The claim is that the topology in HTM might be more about biological constraints and less about functionality. I’ll demonstrate why I think so more and more, especially after digging deep into SMI
Let’s first examine a case where topology works - in convolutional neural networks. Without going into too much detail. CNN works because of 3 key reasons
Local feature and featur representation are consistent globally (a line is a line no matter where it is)
Local feature groups are meaningful (elements close by in the input vector have relations)
After operation, the 2 previous statement is still true (you can stack convolutions)
Like CNN, topology in HTM tries to capture the localized information of an SDR. Then by stacking/connecting cortical columns together to form representation of objects. However in HTM the properties does not hold true. Let’s assume an visual pathway and we have an signal from the retna encoding a picture of a horse. The first problems arise right after we get to V1. Since every neuron have their own synapses and permeances. Any nicely encoded SDR will break into different representation. Neuron A will have a different representation of a tail vs neuron B. Breaking property 1 and 2 for V2. Thus no information sharing within V2 can happen since every neuron is dealing with different a representation. This happens for every layer in every column. Rendering topology useless, there’s no localness in the generated SDR.
Note: 1000 brains theory can solve this via movement.

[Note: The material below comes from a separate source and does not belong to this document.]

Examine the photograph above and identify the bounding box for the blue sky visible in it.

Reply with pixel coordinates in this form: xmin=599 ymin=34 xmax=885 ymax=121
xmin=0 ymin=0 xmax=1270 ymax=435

But still topology takes no functional rolw in processing.
If you restrict all processing to one level then I would agree with you.
I don’t see that this is a necessary restriction.
If the goal is not object recognition but instead, feature extraction, then this can be distributed over many levels. The SDR that forms later in the hierarchy can be based on a rich mix of these extracted features.
The difference between “stacking” and “connecting” cortical columns is the difference between hierarchical connections and lateral voting, which informs object pooling. If CCs are all emitting a representation to neighbors, they can use each other’s reps as contextual input to internal computation of feed forward input. It helps to think of attractor dynamics. In TBT, this lateral voting is not necessary to build an object model, but it helps a lot in practice.
Stacking a hierarchy is another story altogether. I’m still trying to figure it out. I think it involves thalamus and object abstraction, but that’s just me spit-balling on a Monday.
In any case, ask where topology matters? It matters a lot in the lower levels of hierarchy, but as you ascend, the topology gets mangled and mashed so that abstractions can be made (right @Bitking?)
Here’s my explanation for why topology works in HTM
I’ll consider topology to mean either of two things:
there are multiple local inhibition areas in a cortical column that are smaller than the entire column
there are multiple columns (with or without multiple inhibition areas) that are arranged topologically. (more relevant to thousand brains theory with vision)
Since HTM does not have sliding filters, this property will never be relevant for an HTM system that only looks at static images. It becomes relevant again when considering saccades, which will indirectly implement something analogous to sliding filters in CNNs.
this continues to be true.
since each area has a different set of synapses, global consistency is immediately broken on the first pass through the spatial pooler(s). This would be a problem if you intended to stack a conv layer on top of the HTM layer, because it’s sliding filters would no longer be meaningful. This is not a problem if you want to stack more HTM layers, however, because the next levels in the hierarchy deal with topology the same way (not with sliding filters, but with multiple independent areas)
CNNs are pretty clever and arguably take advantage of topology to a much greater extent than HTM (at least for static images) by sliding filters across the image (not really biological). That ensures that the features can be reused anywhere no matter where they are learned.
HTM systems should have an advantage over CNNs only when movement / saccades are enabled, and multiple topologically arranged columns are allowed to vote on each other’s representations.
With saccades, a single column’s synapses can be applied to any area of the image (like a sliding filter), and it’s neighboring columns play the role of parallel voters.
Neighboring columns will always have the same spatial relationship to each other, allowing them to learn the spatial relationship of features (like a successive CNN layer does to with the previous layer).
each column will have unique failure points, having learned independently on slightly different inputs. This means that together they will implement a robust model ensemble for more accurate voting.
Hi @marty1885 interesting thoughts. Does this really matter in the HTM context as an incidence detector at the bit level (input space)? I think the C in CNN is doing more of an extraction/filtering of “features” which is different from for example an SP.
UPDATE - While I agree that consistent representations are so important in an ML standpoint, the following is not always true.
Local feature and featur representation are consistent globally (a line is a line no matter where it is)
Local feature groups are meaningful (elements close by in the input vector have relations)
A CNN may not always be translation variant. For example the C’s output may not always be consistent (e.g. line moved in space) but it can be “corrected” on the next operation (max pooling).
I think that CNN and HTM is not a good comparison as they are both doing different operations, unless someone can show that convolution equation is equal to the an SP operation of course. Otherwise it’s not an apples to apples comparison.